Doch was ist da wirklich dran? Blendet man in der Erinnerung vielleicht einfach den Frust aus, den einige Rätsel bereitet haben? Vergisst man, dass man auch mal ein paar Wochen pausiert und erst dann wieder mit dem Spiel begonnen hat? Hat "der ganze Winter" vielleicht eigentlich nur drei Wochen gedauert, in denen dem Spiel alle paar Tage mal ein Stündchen gewidment wurden, wohingegen heute auch mal eher Marathon-Sessions am Release-Tag eingeschoben werden? Und ein verschämter Blick in die Komplettlösung ist in Zeiten des Internet, wo sie nur ein Alt-Tab und eine Eingabe in die Google-Suchleiste entfernt ist, auch erheblich schneller verfügbar als anno dazumal, als es noch kein Internet gab und Twix noch Raider hieß. Oder aber es liegt daran, dass heute viele Spieler offenbar mit der Stoppuhr spielen, anstatt neue Adventures zu genießen und in die Spielwelten einzutauchen. Anders kann ich mir jedenfalls nicht erklären, dass plötzlich alle Welt weiß, wie lange sie zum Durchspielen gebraucht hat. Wenn ich nicht gerade für Adventure-Treff teste und auf die Uhr achte, dann habe ich jedenfalls für gewöhnlich nicht die geringste Ahnung, welche Nettospielzeit das Spiel mir nun beschert hat.

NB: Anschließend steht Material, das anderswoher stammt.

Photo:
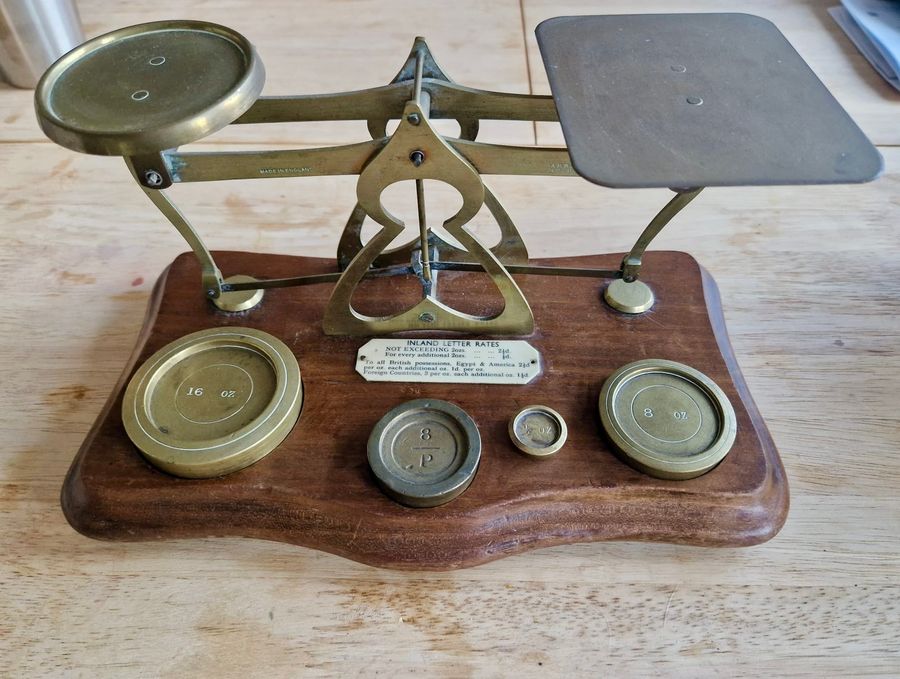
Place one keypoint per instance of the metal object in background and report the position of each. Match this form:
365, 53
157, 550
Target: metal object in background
34, 34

Ich muss auch zugeben, dass sich in den letzten Jahren meine Spielgewohnheiten verändert haben. Vielleicht werde ich anspruchsvoller, vielleicht ungeduldiger oder einfach nur alt, ich weiß es nicht. Jedenfalls habe ich keine Lust mehr, stundenlang an einem Rätsel festzuhängen, sämtliche Kombinationen in seitenfüllenden Inventarscreens auszuprobieren und 1024x768 gelbe Pixel nach den drei hellbraunen abzusuchen, die die Tür in die Freiheit öffnen. Und so kommt es, dass ich in vielen neueren Spielen, sei es Sherlock Holmes oder Forever Worlds, ganz ohne beklemmendes Schamgefühl, auch ein oder zwei (oder drei) Blicke in die Lösung riskiert habe - wobei gerade bei Letzterem wohl die allermeisten bestrebt wären, das Spiel schnellstmöglich zu den Akten legen zu können.

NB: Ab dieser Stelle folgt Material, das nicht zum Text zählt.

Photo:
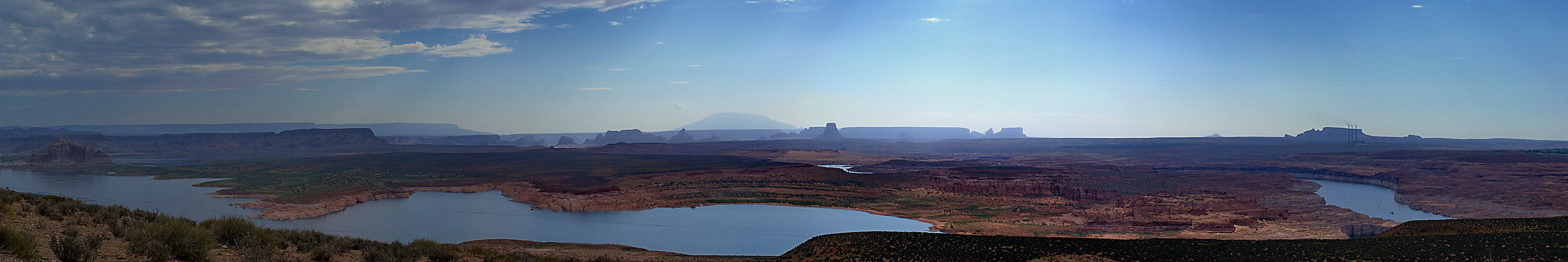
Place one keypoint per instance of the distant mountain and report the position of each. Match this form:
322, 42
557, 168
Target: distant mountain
18, 132
249, 128
725, 122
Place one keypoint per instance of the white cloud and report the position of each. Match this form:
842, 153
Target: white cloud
476, 46
359, 49
148, 46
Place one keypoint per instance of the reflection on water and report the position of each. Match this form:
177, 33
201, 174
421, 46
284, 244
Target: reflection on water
154, 160
844, 167
1369, 200
460, 217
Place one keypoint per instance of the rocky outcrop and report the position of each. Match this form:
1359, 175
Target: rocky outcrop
1007, 132
631, 135
681, 137
736, 122
907, 132
68, 152
830, 132
1361, 230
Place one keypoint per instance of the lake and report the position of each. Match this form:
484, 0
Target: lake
1369, 200
458, 217
845, 168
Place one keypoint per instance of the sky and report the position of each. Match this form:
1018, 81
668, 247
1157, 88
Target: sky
1081, 68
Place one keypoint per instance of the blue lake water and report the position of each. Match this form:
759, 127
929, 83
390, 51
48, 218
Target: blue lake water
460, 217
1369, 200
845, 168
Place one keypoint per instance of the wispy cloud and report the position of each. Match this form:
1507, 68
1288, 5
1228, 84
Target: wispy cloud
241, 45
476, 46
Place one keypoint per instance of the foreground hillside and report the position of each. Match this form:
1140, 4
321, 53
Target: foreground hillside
51, 228
1477, 245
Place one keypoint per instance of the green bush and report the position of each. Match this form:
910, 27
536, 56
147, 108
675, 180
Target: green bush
391, 253
71, 248
433, 252
18, 244
241, 233
172, 239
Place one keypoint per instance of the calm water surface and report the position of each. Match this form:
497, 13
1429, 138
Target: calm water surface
1369, 200
461, 217
845, 168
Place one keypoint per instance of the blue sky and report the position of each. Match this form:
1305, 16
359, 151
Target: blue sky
1139, 68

Da finde ich es gar nicht so schlimm, wenn ich auch mal ein einfacheres Spiel auf den Tisch bekomme, das ein spannendes und flüssiges Gameplay bietet und die Zeit, die man woanders mit frustiger Inventarbastelei und Pixelhunting totgeschlagen oder aber durch die Komplettlösung eingespart hätte, einfach weglässt - auch wenn das Spiel so insgesamt an Länge verliert. Nibiru war so ein Fall und, so viel kann ich wohl anhand unserer Previewversion schon sagen, Still Life wird einen ähnlichen Weg gehen.



Sehnsüchtig blicke ich auf Spiele wie The Longest Journey und Grim Fandango zurück, die über eine sehr lange Spielzeit hervorragende Qualität lieferten. Doch wir müssen uns wohl leider damit abfinden, dass solche Projekte nicht mehr finanzierbar sind, solange kein reicher Wohltäter vom Himmel steigt oder alle anderen Genres wegen Gewaltverherrlichung verboten werden.



Die Länge spielt also schon eine Rolle, aber ohne gute "Technik" nützt sie wenig.